Mendapat laporan tersebut, warga sekitar dan keluarga korban segera melakukan upaya pencarian awal di lokasi kejadian.
Proses Pencarian oleh Tim Gabungan
Tim gabungan yang terdiri dari unsur Polsek Cilaku, Koramil Cilaku, Damkar, BPBD, Basarnas, serta berbagai elemen relawan seperti PMI, Tagana, Rapi, Retana, dan komunitas pencinta alam (Petualang & 130 MS) langsung bergerak menuju Tempat Kejadian Perkara (TKP). Pemerintah Kecamatan Cilaku dan Pemerintah Desa Sukasari juga turut memantau jalannya operasi.
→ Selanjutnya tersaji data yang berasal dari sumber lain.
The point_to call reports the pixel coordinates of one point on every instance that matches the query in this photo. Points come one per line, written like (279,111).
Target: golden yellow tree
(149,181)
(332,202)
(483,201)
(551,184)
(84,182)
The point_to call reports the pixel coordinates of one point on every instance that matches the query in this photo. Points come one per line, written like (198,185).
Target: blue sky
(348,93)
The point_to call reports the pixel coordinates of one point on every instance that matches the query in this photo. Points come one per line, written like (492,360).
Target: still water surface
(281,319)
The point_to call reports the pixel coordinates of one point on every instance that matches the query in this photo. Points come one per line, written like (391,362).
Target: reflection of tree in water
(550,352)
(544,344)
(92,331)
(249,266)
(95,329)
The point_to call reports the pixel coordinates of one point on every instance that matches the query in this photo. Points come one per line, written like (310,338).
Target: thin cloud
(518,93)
Lokasi yang tidak terlalu luas dan terpusat di satu titik memudahkan proses pencarian. Para petugas menggunakan peralatan manual seperti gantar (bambu), tali, tangga, jangkar, serta melakukan penyelaman manual untuk menjangkau korban.
Korban Ditemukan dan Dievakuasi
Setelah kurang lebih 1 jam 50 menit pencarian intensif, tepat pada pukul 15.50 WIB, tim berhasil menemukan Fadli dalam kondisi tidak bernyawa.
Korban segera dievakuasi dan dibawa ke Puskesmas Cilaku untuk menjalani pemeriksaan medis lebih lanjut. Namun, setelah dinyatakan meninggal dunia, jenazah Fadli langsung diserahkan kepada pihak keluarga untuk dibawa ke rumah duka.
Operasi Dihentikan
Dengan ditemukannya korban, operasi pencarian resmi diakhiri. Seluruh unsur tim gabungan yang terlibat dalam pencarian kembali ke kesatuan masing-masing. Keluarga korban pun menerima kepulangan putra mereka dengan penuh kesedihan.
Peristiwa ini menjadi pengingat bagi orang tua agar senantiasa mengawasi aktivitas anak-anak, terutama saat berada di sekitar aliran sungai, guna mencegah kejadian serupa terulang di kemudian hari.